Re: Multipath failover handling (Was: Re: 2.6.24-rc3-mm1)

Mike Christie <michaelc@xxxxxxxxxxx> · Mon, 07 Jan 2008 12:24:35 -0600

James Bottomley wrote:
However, there's still devloss_tmo to consider ... even in
multipath, I don't think you want to signal path failure until
devloss_tmo has fired otherwise you'll get too many transient up/down
events which damage performance if the array has an expensive failover
model.

Yes. But currently we have a very high failover latency as we always have
to wait for the requeued commands to time-out.
Hence we're damaging performance on arrays with inexpensive failover.

If it's a either/or choice between the two that's showing our current
approach to multi-path is broken.

The other problem is what to do with in-flight commands at the time the
link went down.  With your current patch, they're still stuck until they
time out ... surely there needs to be some type of recovery mechanism
for these?

Well, the in-flight commands are owned by the HBA driver, which should
have the proper code to terminate / return those commands with the
appriopriate codes.
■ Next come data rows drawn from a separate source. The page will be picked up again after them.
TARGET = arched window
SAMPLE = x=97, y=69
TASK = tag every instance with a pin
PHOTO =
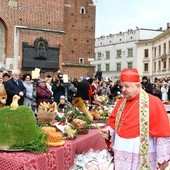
x=2, y=45
x=82, y=10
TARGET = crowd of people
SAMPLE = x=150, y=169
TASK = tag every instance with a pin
x=49, y=89
x=138, y=130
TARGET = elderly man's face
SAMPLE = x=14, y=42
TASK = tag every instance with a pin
x=130, y=90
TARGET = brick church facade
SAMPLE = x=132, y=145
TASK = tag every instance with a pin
x=55, y=35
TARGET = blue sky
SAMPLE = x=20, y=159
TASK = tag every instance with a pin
x=113, y=16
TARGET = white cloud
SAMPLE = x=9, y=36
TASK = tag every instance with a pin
x=113, y=16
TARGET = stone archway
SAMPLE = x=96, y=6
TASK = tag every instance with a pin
x=2, y=45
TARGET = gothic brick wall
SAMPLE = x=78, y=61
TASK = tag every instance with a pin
x=61, y=15
x=79, y=37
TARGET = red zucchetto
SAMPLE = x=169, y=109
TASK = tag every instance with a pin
x=129, y=75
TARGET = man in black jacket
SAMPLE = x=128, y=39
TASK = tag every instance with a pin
x=146, y=85
x=14, y=86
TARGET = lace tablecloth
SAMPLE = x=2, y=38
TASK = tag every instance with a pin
x=57, y=158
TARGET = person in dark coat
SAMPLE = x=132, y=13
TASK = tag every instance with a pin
x=58, y=90
x=146, y=85
x=43, y=93
x=14, y=86
x=83, y=90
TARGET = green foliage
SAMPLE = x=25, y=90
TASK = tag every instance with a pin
x=18, y=129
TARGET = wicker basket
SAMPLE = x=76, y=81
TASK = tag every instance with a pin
x=44, y=116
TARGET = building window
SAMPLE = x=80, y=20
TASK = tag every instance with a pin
x=98, y=67
x=82, y=10
x=159, y=50
x=154, y=50
x=164, y=48
x=107, y=67
x=159, y=65
x=119, y=53
x=107, y=55
x=118, y=66
x=164, y=65
x=99, y=56
x=81, y=60
x=146, y=53
x=154, y=66
x=130, y=65
x=12, y=3
x=130, y=52
x=146, y=67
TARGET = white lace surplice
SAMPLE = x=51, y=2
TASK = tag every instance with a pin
x=126, y=152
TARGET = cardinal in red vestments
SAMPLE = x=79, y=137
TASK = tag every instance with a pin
x=125, y=132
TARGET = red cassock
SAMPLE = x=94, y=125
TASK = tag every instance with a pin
x=158, y=119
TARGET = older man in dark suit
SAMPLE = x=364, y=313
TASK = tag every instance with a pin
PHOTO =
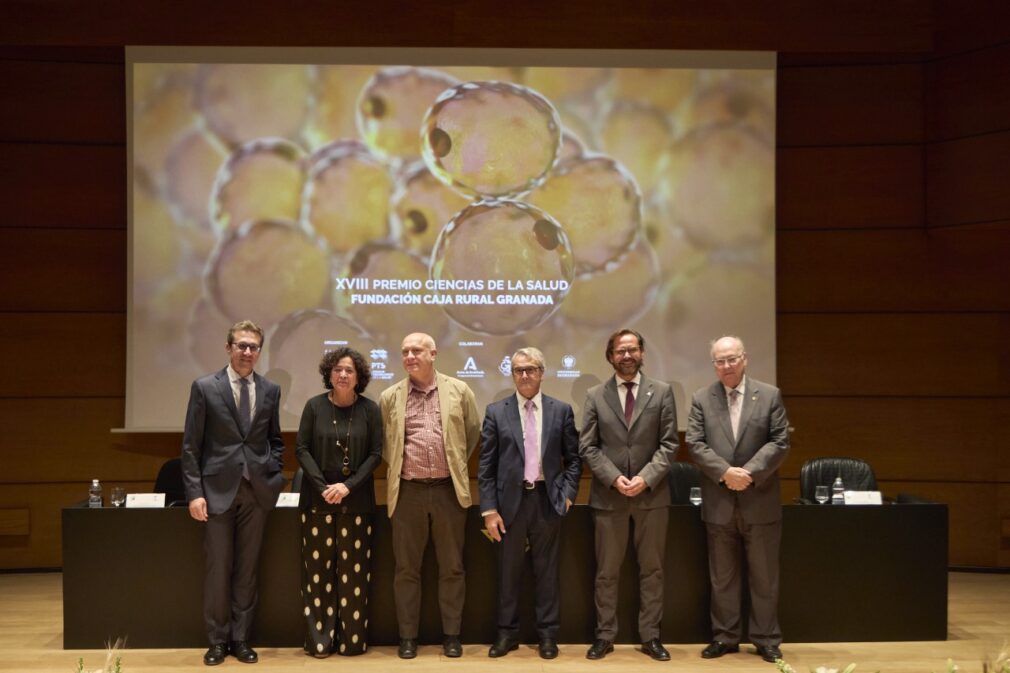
x=738, y=435
x=629, y=441
x=232, y=454
x=528, y=478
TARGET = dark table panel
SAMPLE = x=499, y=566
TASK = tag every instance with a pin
x=847, y=574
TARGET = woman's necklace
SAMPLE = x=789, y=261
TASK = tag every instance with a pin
x=343, y=448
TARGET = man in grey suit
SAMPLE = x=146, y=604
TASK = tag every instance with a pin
x=738, y=435
x=232, y=454
x=629, y=441
x=528, y=478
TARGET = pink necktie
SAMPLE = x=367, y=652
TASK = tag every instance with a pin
x=629, y=402
x=532, y=467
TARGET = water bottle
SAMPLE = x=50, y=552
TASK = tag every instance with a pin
x=95, y=494
x=837, y=491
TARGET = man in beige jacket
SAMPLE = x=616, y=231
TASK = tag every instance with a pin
x=430, y=427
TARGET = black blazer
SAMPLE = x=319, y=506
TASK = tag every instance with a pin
x=214, y=450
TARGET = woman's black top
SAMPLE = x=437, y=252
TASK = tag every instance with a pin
x=322, y=460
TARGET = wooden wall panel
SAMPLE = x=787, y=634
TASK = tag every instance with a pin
x=967, y=180
x=924, y=439
x=894, y=270
x=934, y=355
x=849, y=105
x=787, y=25
x=62, y=102
x=63, y=186
x=64, y=355
x=860, y=187
x=968, y=94
x=63, y=270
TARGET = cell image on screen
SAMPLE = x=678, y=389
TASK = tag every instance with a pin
x=491, y=207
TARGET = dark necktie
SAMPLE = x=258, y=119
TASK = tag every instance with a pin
x=629, y=402
x=244, y=410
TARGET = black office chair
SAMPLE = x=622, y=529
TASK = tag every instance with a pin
x=682, y=477
x=170, y=482
x=855, y=474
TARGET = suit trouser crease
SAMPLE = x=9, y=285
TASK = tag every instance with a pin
x=336, y=554
x=611, y=535
x=540, y=524
x=761, y=543
x=231, y=546
x=424, y=510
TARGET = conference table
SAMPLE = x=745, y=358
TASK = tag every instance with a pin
x=848, y=573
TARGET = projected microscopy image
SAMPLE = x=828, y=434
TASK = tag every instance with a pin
x=422, y=205
x=269, y=269
x=191, y=167
x=626, y=287
x=510, y=242
x=333, y=116
x=732, y=100
x=346, y=196
x=392, y=105
x=241, y=102
x=261, y=180
x=491, y=138
x=598, y=203
x=720, y=184
x=165, y=115
x=296, y=347
x=335, y=202
x=389, y=322
x=638, y=136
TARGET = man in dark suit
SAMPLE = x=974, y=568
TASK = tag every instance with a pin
x=232, y=454
x=528, y=478
x=629, y=441
x=738, y=436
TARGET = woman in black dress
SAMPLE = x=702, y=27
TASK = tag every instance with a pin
x=338, y=447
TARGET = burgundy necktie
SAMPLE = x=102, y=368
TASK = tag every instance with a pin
x=629, y=402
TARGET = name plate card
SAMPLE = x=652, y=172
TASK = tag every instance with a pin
x=863, y=497
x=145, y=500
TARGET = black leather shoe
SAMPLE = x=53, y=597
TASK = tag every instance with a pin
x=502, y=647
x=600, y=649
x=407, y=649
x=654, y=649
x=547, y=649
x=243, y=653
x=717, y=648
x=216, y=654
x=451, y=647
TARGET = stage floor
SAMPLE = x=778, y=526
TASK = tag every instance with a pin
x=31, y=640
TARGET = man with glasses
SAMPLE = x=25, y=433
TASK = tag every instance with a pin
x=738, y=436
x=231, y=459
x=528, y=478
x=629, y=441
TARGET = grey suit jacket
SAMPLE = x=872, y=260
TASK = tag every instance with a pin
x=646, y=447
x=214, y=450
x=760, y=449
x=500, y=475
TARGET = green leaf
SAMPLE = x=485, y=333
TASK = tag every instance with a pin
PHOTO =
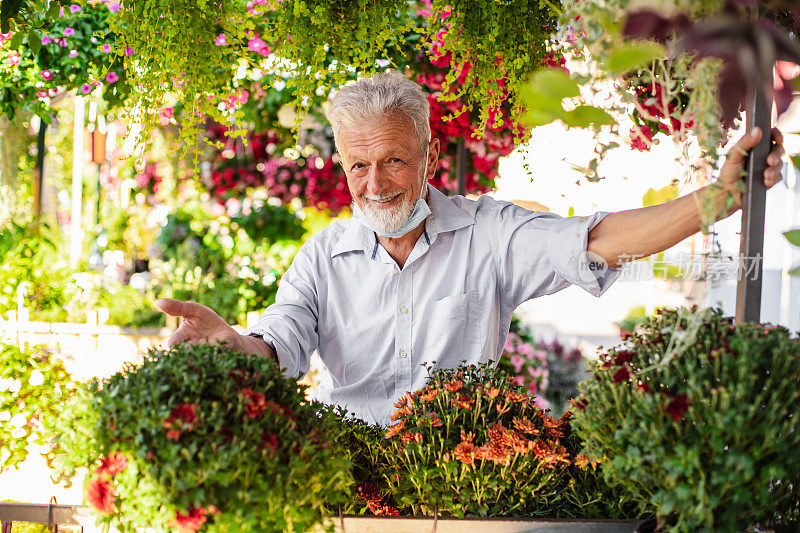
x=793, y=236
x=553, y=84
x=584, y=116
x=630, y=56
They will then be rescheduled and will be caught
like 'normal' IO requests.

But my point is that if a driver goes blocked, those commands will be
forced to wait the blocked timeout anyway, so your proposed patch does
nothing to improve the case for dm anyway ... you only avoid commands
stuck when a device goes blocked if by chance its request queue was
empty.

How about my patches to use new transport error values and make the 
iscsi and fc behave the same.

The problem I think Hannes and I are both trying to solve is this:

1. We do not want to wait for dev_loss_tmo seconds for failover.

2. The FC drivers can hook into fast_io_fail_tmo related callouts and 
with that set that tmo to a very low value like a couple of seconds if 
they are using multipath, so failovers are fast. However, there is a bug 
with where when the fast_io_fail_tmo fires requests that made it to the 
driver get failed and returned to the multipath layer, but commands in 
the blocked request queue are stuck in there until dev_loss_tmo fires.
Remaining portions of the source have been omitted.